说来也有些过节的。温月玲的前夫跟爱仙丈夫平先生曾一起合伙做过生意,因此也就认识了爱仙。两人本是朋友,生意做久了,朋友就慢慢变成了仇敌。弄得两个女人关系一度非常尴尬,好在温月玲离婚后,两人重拾友谊。但这友情就象破镜重圆,再怎么照,也是走样的。先是温月玲在朋友中间散布说平先生在外面不正经,害得爱仙跟丈夫闹了好一阵别扭。本来爱仙一直在家当家庭妇女,心里就很失衡。虽然比平先生年轻好几岁,当初跟他结婚也曾不十分情愿,眼见平先生事业风声水起,也就安了心握牢这只“绩优股”。平先生越来越多的外出应酬,不得不让爱仙有危机感。早些年爱仙没法管平先生,只好睁只眼闭只眼让他去,反正他是不会丢了她这个让他四十岁得子的妻的。这两年平先生的运气很不好,生意日渐走下坡路,常常回家住了。对爱仙而言,反倒觉得有些不习惯,有时半夜醒来,总是很吃惊旁边还躺着个他!仿佛他是个陌生人。到不是嫌他不比以前赚钱,她原本不是个爱钱的女人。她也说不清楚原因,就觉得他不是原来那个口口声声说爱她的男人了,虽然现在他又回来了。
“他的事我从来不过问的。”爱仙淡淡地回答。
“那么现在他总在家了吧?”温月玲话中有话地问道。
“人家爱仙的男人你那么关心干嘛?”郑先莉出来打抱不平。
“有哪个男人有钱了还在家里呆?”保静兰忿恨地说,她离婚就是丈夫有钱了就不回家导致的。她也不想想自己今天大多的钱还是不前夫给的赡养费!向爱仙心里冷笑道,也是这样才跟平先生勾搭上的吧?保静兰说来是向爱仙的远亲,因为在这个城市里亲戚不多,来往比较亲近。她俩年龄相仿,长相也相当,常被亲戚们拿出来对比。两人也就暗暗叫上了劲。爱仙是知道静兰跟平先生有点说不清楚的关系,知道她是为了气自己,反而不把这事放心上了。静兰常跟月玲一唱一和地数落平先生的不是,目的还不是希望她离婚。偏不!爱仙总是软软地回答她们:“我不想当离婚女人,这听起来总是不好”。
“不过,我们家老平有钱没钱还是顾家的,刚还送我来呢!”爱仙觉得有必要表示一下平先生的好,“莉莉看见的,是不?”
“我说,老平越看越精神了呢!”郑先莉人老心不老,对男人保持一贯的兴趣,“刚才我在楼上看见他,觉得他比你还显年轻!”
哗——,温月玲自摸“小七对”,倒下了牌。大家忙着算钱、洗牌。
“爱仙,以后你也得注意保养了。
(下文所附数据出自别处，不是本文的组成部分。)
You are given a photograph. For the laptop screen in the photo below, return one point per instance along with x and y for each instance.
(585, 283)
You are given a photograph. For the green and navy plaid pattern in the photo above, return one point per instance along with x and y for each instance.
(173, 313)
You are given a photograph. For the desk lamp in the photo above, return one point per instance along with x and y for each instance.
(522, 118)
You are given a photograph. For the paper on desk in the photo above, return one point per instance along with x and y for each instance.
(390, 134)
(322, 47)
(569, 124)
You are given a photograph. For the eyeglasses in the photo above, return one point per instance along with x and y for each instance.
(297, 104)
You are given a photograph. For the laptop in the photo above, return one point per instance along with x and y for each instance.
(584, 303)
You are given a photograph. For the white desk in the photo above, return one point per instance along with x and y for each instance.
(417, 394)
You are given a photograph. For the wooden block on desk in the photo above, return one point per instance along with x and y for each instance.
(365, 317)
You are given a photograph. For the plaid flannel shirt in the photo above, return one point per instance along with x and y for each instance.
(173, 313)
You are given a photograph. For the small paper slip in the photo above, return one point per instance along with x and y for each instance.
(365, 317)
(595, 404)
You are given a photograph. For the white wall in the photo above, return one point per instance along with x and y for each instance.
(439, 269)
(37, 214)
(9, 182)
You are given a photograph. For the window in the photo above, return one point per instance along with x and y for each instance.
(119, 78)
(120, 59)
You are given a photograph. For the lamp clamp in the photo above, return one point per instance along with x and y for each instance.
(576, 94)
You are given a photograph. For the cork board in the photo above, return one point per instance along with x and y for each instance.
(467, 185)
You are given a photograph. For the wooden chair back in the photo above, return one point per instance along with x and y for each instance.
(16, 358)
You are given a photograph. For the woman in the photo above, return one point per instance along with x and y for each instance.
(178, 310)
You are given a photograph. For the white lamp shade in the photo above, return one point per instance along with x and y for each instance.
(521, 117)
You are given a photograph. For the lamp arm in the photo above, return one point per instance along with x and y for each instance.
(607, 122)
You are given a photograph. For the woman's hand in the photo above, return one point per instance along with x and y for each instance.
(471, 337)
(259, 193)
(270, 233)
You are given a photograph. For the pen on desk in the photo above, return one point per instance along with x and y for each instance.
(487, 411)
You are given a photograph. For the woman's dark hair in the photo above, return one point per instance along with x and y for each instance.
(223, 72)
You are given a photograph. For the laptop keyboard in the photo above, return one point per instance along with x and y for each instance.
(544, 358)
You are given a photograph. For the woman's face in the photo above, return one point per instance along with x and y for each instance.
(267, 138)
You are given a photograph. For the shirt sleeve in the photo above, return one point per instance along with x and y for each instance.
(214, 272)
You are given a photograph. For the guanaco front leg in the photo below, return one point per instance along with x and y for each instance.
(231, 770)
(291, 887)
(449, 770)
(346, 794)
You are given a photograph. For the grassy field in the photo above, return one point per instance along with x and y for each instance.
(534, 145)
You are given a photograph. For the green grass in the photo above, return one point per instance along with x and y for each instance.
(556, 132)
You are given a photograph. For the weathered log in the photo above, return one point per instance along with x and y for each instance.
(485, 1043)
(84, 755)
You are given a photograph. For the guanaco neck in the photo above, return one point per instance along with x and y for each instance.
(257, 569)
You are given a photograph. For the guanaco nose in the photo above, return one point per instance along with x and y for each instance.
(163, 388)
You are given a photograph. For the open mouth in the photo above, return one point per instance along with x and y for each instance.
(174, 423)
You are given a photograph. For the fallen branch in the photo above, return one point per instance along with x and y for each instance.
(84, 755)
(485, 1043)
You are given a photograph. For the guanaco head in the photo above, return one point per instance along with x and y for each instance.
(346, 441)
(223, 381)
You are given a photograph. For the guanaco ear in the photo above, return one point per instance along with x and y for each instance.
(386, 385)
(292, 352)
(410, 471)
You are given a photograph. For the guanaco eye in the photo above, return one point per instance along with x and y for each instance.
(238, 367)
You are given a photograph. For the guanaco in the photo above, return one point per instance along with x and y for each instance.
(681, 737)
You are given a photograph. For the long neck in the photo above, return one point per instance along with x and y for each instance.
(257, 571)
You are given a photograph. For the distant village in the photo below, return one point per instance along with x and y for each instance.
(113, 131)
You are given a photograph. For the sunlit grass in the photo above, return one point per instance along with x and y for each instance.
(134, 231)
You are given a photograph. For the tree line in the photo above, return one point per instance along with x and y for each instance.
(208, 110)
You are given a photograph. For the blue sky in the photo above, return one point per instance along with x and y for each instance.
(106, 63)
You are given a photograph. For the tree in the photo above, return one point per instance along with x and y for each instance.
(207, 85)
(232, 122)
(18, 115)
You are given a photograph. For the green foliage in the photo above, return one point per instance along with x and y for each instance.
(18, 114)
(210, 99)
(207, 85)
中年女人的脸象落到水里的画,越擦描越糊涂!而中年男人就越活越回去。”郑先莉又提起了话头。
“就是说嘛!女人三十豆腐渣,男人四十一枝花!”温月玲也感叹道。
“我们三个是豆腐渣,”保静兰隐晦地打趣道,“莉莉可不算!”
“那我算什么呀?”郑先莉不是问大家,而是用肘碰了碰旁边男孩。
“嫩豆花儿!”男孩子聪明地答道。马上活跃了气氛,大伙一阵哄笑。
本来说好两点散伙的,爱仙一个人输,坚持不准大伙走。几个人只好又坐下,吃了男大学生买回的宵夜,又奋战到了早上8点。爱仙输得更惨,但大家实在都没精神了。温月玲坐车回家了,保静兰和爱仙赖着不走,在沙发上睡觉。
郑先莉跟小男朋友收拾好房间,正打算回卧室睡觉。这时爱仙的电话响了,爱仙睡眼朦胧地刚一接,就愣住了——平先生出事了!